ReleaseEngineering/Puppet/Usage
Puppet: Usage | Server Setup | Client Setup
This document is intended to serve as a guide to interacting with our Puppet servers and manifests.
Definitions
- Type - Puppet documentation talks a lot about this. Each different "type" deals with a different aspect of the system. For example, the "user" type can do most things related to user management (passwords, UID/GID, homedirs, shells, etc). The 'package' type deals with package management (eg, apt, rpm, fink, etc). And so on.
Masters
We currently have four masters, with no real rhyme or reason to their hostnames
- staging-puppet.build.mozilla.org (staging, in MPT)
- production-puppet.build.mozilla.org (MPT)
- mv-production-puppet.build.mozilla.org (MV)
- scl-production-puppet.build.scl1.mozilla.com (SCL)
Note that staging-puppet and production-puppet share an NFS-mounted /N, while the other machines use local storage.
The Slave-Master Link
You can find to which puppet master a slave connects to by checking this files' contents:
# for linux testers (fedora) ~cltbld/.config/autostart/gnome-terminal.desktop # for linux builders (centos) /etc/sysconfig/puppet # for osx /Library/LaunchDaemons/com.reductivelabs.puppet.plist
If the slaves have to be moved between masters be sure to remove the certs after you modify this file and before their next reboot. You may also need to do 'puppetca --clean <FQDN>' on the new puppet master.

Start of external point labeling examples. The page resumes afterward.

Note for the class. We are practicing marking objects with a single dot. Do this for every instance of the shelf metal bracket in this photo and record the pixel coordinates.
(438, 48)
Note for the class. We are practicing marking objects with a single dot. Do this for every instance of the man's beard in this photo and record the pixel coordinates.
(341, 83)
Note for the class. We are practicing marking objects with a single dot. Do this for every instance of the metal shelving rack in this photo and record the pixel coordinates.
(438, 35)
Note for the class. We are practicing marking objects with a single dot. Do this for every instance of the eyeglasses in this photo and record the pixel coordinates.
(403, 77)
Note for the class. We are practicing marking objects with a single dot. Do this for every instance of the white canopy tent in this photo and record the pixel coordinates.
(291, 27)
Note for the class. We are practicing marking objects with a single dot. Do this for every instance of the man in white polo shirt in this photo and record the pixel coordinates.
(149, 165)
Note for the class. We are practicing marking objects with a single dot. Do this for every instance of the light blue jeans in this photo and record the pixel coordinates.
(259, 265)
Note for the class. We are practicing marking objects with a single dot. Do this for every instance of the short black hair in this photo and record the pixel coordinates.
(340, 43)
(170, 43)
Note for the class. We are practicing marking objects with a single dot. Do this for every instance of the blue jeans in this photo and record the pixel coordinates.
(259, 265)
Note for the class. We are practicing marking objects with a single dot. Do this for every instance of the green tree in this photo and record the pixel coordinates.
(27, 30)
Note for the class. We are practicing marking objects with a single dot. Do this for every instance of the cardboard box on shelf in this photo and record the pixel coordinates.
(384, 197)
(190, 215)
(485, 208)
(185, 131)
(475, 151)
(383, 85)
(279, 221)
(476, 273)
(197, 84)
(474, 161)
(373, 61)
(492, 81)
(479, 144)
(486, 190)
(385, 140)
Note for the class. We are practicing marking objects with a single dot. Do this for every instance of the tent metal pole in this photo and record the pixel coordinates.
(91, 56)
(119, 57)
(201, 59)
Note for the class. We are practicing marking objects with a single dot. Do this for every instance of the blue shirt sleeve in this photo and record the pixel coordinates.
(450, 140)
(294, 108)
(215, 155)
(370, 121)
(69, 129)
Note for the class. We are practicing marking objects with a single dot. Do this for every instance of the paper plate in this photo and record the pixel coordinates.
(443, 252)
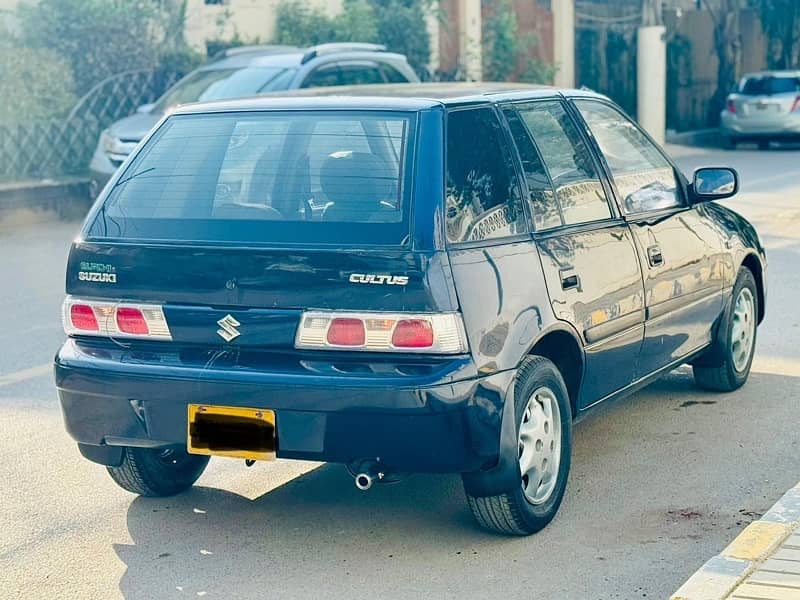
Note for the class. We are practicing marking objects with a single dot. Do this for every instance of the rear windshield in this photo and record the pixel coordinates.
(768, 85)
(267, 177)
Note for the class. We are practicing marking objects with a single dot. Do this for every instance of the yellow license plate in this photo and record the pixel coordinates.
(231, 431)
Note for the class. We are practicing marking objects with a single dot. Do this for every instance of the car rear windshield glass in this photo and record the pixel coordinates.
(267, 177)
(759, 86)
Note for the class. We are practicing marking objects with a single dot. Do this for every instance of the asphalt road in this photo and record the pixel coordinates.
(661, 481)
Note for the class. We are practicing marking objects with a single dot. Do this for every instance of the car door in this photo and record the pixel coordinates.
(360, 72)
(591, 267)
(680, 250)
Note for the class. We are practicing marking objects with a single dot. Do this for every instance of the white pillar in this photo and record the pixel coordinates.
(564, 42)
(651, 80)
(471, 35)
(432, 25)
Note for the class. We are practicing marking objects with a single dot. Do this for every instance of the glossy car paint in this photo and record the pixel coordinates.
(415, 413)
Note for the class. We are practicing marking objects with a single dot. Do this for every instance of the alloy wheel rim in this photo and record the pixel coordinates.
(540, 445)
(743, 329)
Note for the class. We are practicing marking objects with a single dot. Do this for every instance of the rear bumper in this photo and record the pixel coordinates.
(432, 423)
(782, 126)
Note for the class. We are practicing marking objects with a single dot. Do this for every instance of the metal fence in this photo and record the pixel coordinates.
(60, 147)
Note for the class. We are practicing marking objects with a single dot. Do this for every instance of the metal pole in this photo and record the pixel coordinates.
(564, 42)
(470, 38)
(651, 71)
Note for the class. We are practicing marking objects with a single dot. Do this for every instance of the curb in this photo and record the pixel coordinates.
(719, 576)
(66, 197)
(696, 137)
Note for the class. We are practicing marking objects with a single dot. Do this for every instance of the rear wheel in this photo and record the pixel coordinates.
(728, 366)
(158, 471)
(544, 447)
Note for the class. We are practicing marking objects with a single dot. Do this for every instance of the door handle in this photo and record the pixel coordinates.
(654, 256)
(569, 279)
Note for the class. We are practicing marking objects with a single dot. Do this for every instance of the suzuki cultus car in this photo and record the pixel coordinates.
(439, 278)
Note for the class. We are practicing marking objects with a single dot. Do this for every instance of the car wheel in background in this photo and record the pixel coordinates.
(158, 471)
(544, 447)
(727, 366)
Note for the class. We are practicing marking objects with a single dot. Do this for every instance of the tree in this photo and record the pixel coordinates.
(297, 24)
(99, 38)
(728, 46)
(399, 24)
(780, 20)
(34, 84)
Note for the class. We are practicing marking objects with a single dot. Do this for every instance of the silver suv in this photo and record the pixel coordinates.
(250, 71)
(765, 107)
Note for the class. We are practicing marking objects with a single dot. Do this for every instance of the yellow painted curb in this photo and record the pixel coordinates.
(757, 540)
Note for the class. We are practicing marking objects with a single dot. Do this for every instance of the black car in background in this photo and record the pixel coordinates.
(439, 278)
(249, 71)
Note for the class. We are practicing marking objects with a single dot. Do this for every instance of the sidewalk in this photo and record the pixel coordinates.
(762, 563)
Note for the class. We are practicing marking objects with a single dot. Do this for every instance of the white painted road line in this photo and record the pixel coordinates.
(26, 374)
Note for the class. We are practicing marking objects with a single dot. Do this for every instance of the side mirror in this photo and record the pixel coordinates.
(714, 183)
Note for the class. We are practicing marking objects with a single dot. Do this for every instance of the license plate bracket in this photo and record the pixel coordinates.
(231, 431)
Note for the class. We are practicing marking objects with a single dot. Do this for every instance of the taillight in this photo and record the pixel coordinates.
(82, 317)
(131, 320)
(115, 319)
(441, 333)
(346, 332)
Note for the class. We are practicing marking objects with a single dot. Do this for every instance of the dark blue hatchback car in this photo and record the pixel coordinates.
(429, 278)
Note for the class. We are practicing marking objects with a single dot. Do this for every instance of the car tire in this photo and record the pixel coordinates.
(158, 472)
(543, 419)
(727, 366)
(729, 143)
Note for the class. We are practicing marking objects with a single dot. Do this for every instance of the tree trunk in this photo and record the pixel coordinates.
(728, 46)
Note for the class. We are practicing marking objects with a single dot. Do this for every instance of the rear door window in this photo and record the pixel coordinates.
(360, 73)
(645, 180)
(267, 177)
(579, 191)
(768, 85)
(483, 196)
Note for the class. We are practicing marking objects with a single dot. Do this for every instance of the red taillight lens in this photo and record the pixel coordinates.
(347, 332)
(83, 318)
(413, 333)
(131, 320)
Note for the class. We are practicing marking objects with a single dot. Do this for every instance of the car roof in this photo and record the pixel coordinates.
(779, 73)
(292, 56)
(399, 96)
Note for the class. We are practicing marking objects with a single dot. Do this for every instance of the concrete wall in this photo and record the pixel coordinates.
(692, 83)
(252, 20)
(533, 17)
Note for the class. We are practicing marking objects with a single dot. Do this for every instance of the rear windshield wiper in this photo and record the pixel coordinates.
(127, 179)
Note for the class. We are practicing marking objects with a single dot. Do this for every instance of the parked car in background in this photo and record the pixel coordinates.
(489, 263)
(250, 71)
(764, 108)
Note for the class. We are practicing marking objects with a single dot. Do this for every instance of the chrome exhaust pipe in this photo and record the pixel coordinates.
(364, 481)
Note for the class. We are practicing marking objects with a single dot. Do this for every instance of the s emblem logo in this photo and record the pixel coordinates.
(228, 325)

# for linux rm -rf /var/lib/puppet/ssl # for mac rm -rf /etc/puppet/ssl
Our Puppet Manifests
Out puppet manifests are organized into a few different parts:
- Site files
- Basic includes
- Packages that make changes
Site Files & Basic Includes
Each Puppet master has its own site file which contains a few things:
- Variable definitions specific to that master
- Import statements which load other parts of the manifests
- Node (slave) definitions
The basic includes are located in the 'base' directory. These files set variables with are referenced in the packages as well as base nodes for slaves.
The most important variables to take note of are:
- ${platform_fileroot} -- Used wherever the puppet:// protocol is supported, most notably with the File type.
- ${platform_httproot} -- Used with the Package type and other places that don't support puppet://
There are also ${local_[file,http]} variables which point to the 'local' directory inside of each platform's root. See the following section for more on that.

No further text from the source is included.